Gunga Din hangs it upMonday 24 January 2005 @ 10:04
I read today in the Times that Big Bill Safire is hanging up his spurs as a pundit. He writes, "Here's why I'm outta here: In an interview 50 years before, the aging adman Bruce Barton told me something like Watson's advice about the need to keep trying something new, which I punched up into 'When you're through changing, you're through.' He gladly adopted the aphorism, which I've been attributing to him ever since."
I always admired Safire's writing ability, and though he wrote speeches for one hell of a goofy guy once upon a time, a man whose talents and drive earn him a spot in the Major League Baseball of speechwriting deserves respect. Few people in any field have the chops to do what Safire did in the Nixon White House, and though he is stained indeliby by that association, the fact that he got there at all is a testament to his skill with the written word.
Yet it is that ability to craft rhetoric that requires me to place Safire's work in the same file as that of Bob Novak. I could never quite understand why so many people took seriously a lot of the stuff issuing forth from these guys. It wasn't simply that I found most of Safire's arguments to be, shall we say, facile. More than anything, it was the glaring fact that he was a hired gun for the extreme right.
In essence, I never understood why he was listened to; it was so clear that he didn't really believe in what he was writing, so much as he was playing a role. Safire, you see, was an integral part of the extreme right's message disbursement system, refered to as the 'Mighty Wurlitzer' by one writer a few years ago.
It starts with the grassroots media folks, who get the ball rolling by banging the wires about a particular message or invented story at places like FreeRepublic.com and Lucianne.com. It then gets picked up by Newsmax, while simultaneously the blast-faxing of mainstream news outlets commences.

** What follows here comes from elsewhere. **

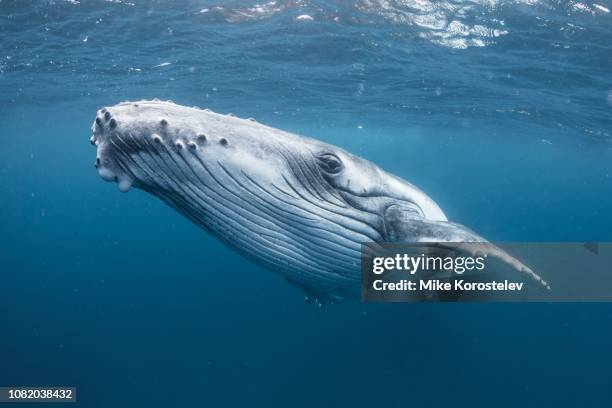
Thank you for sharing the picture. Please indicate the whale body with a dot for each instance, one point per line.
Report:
(295, 205)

Rush and the radio wingers will begin pounding the drum. Fox News will then pick it up and flap it around, and the certifiably insane Wall Street Journal editorial staff will pitch in. But it was Safire who would slingshot these things into the 'respectable press' by getting them published in the New York Times, the flagship newspaper of American journalism.
As Judy Miller of the Times (chief purveyor of the Chalabi-provided story that Iraq was practically swimming in weapons of mass destruction) so gruesomely proved, if the Times says it, the mainstream and cable news media in general will feel safe in turning on their megaphones, and then we're off to the races.
Ergo, Safire was worth his weight in solid gold to the folks who think Hillary Clinton murdered Vince Foster and wants to become President so she can give our entire military establishment over to Red China before anointing Osama bin Laden as her chief of staff. Lather. Rinse. Repeat.